In January 2017, wages experienced their fastest gains since the end of the Great Recession. Over the 12-month period ending in December, average hourly earnings jumped by 2.9%, the most prominent spike since June 2009. Throughout much of 2017, wages have gone up slightly.
Rosengren Not Expecting Radical Shift
Treasury Secretary Steven Mnuchin said last week that President Donald Trump will announce his nomination for the next Fed Chair in November. The five leading contenders are incumbent Fed Chair Janet Yellen, former Fed governor Kevin Warsh, current Fed governor Jerome Powell, Trump’s top economic adviser Gary Cohn, and Stanford University economist John Taylor.

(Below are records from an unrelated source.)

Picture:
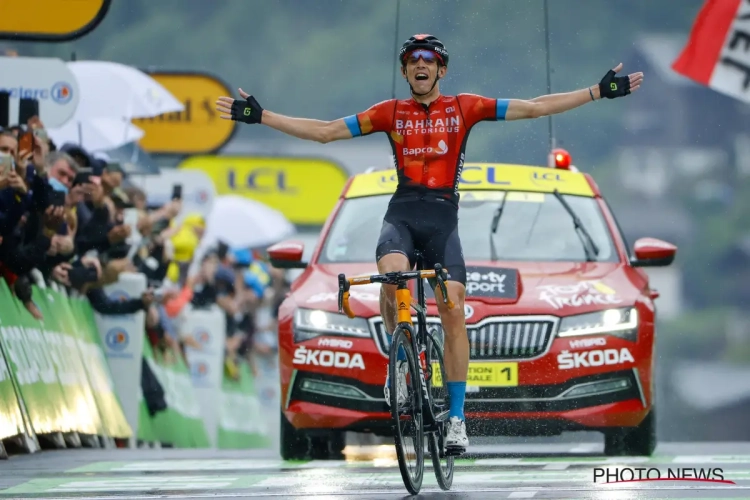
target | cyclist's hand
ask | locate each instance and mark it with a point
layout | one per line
(247, 111)
(613, 86)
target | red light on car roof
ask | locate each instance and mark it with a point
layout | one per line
(561, 158)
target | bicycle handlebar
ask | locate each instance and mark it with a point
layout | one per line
(394, 278)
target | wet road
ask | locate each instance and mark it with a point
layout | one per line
(511, 471)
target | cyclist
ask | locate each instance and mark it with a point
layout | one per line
(428, 135)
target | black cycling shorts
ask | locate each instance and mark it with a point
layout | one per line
(430, 227)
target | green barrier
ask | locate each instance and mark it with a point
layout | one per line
(92, 350)
(58, 366)
(11, 420)
(181, 424)
(241, 424)
(58, 329)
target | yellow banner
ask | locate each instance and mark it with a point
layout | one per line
(305, 190)
(485, 176)
(196, 130)
(50, 20)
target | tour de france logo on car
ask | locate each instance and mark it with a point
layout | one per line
(61, 92)
(117, 339)
(582, 293)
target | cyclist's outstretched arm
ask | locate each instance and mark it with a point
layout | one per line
(610, 86)
(306, 128)
(249, 111)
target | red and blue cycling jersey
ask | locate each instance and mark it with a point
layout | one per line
(428, 142)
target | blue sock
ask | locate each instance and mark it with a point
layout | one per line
(457, 393)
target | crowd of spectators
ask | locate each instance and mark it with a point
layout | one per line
(71, 218)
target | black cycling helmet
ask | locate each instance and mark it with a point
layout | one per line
(427, 42)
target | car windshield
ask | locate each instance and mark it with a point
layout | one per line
(533, 227)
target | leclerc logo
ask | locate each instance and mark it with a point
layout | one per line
(59, 92)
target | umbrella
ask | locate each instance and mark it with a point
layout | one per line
(244, 223)
(113, 89)
(97, 134)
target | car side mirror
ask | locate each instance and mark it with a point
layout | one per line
(652, 252)
(287, 255)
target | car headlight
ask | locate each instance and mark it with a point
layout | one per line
(311, 323)
(621, 322)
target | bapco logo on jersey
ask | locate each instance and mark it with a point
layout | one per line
(449, 125)
(440, 150)
(337, 359)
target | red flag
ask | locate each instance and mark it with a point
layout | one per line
(717, 54)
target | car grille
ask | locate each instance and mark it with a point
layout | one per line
(519, 337)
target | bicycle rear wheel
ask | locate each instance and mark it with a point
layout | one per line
(440, 404)
(407, 417)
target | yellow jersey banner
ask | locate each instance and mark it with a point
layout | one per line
(50, 20)
(198, 129)
(485, 176)
(305, 190)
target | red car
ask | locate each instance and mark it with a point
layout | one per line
(559, 313)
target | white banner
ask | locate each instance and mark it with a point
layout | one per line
(208, 328)
(47, 80)
(123, 337)
(198, 190)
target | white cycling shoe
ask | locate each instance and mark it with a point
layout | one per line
(402, 393)
(456, 440)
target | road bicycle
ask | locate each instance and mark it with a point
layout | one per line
(425, 410)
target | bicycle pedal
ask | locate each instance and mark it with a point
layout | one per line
(454, 451)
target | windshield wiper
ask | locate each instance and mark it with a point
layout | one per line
(493, 228)
(589, 247)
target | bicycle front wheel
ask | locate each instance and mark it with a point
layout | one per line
(438, 391)
(406, 411)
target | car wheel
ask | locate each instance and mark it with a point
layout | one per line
(293, 444)
(633, 441)
(328, 448)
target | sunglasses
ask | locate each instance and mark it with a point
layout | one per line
(427, 56)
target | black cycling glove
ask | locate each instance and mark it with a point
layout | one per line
(248, 111)
(613, 86)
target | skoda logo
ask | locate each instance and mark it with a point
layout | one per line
(468, 311)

The favorite is Warsh, Mnuchin wants Powell, the media seem to be demanding Taylor, and the Democrats will likely push for Yellen.
Who does Rosengren want? It doesn’t really matter. He doesn’t seem to think there will be any “radical shift” in monetary policy regardless of who becomes Yellen’s successor:
“So even though we’re going to have quite a few new governors, you know, over time it’ll make a difference but I wouldn’t expect that any of the people that are being considered that I’m aware of would necessarily cause a radical shift relative to where we’ve been. Might be a little bit of a shift, but you have to be able to convince enough of the committee to move with you. And I think that kind of prevents really significant, discrete movements.”
Rosengren is probably correct when he says the directives and course of the Fed won’t change. Whether Yellen is tapped to stay on or Trump selects his own central planner, the halls of Eccles Building aren’t likely to undergo much of a makeover for the next four years.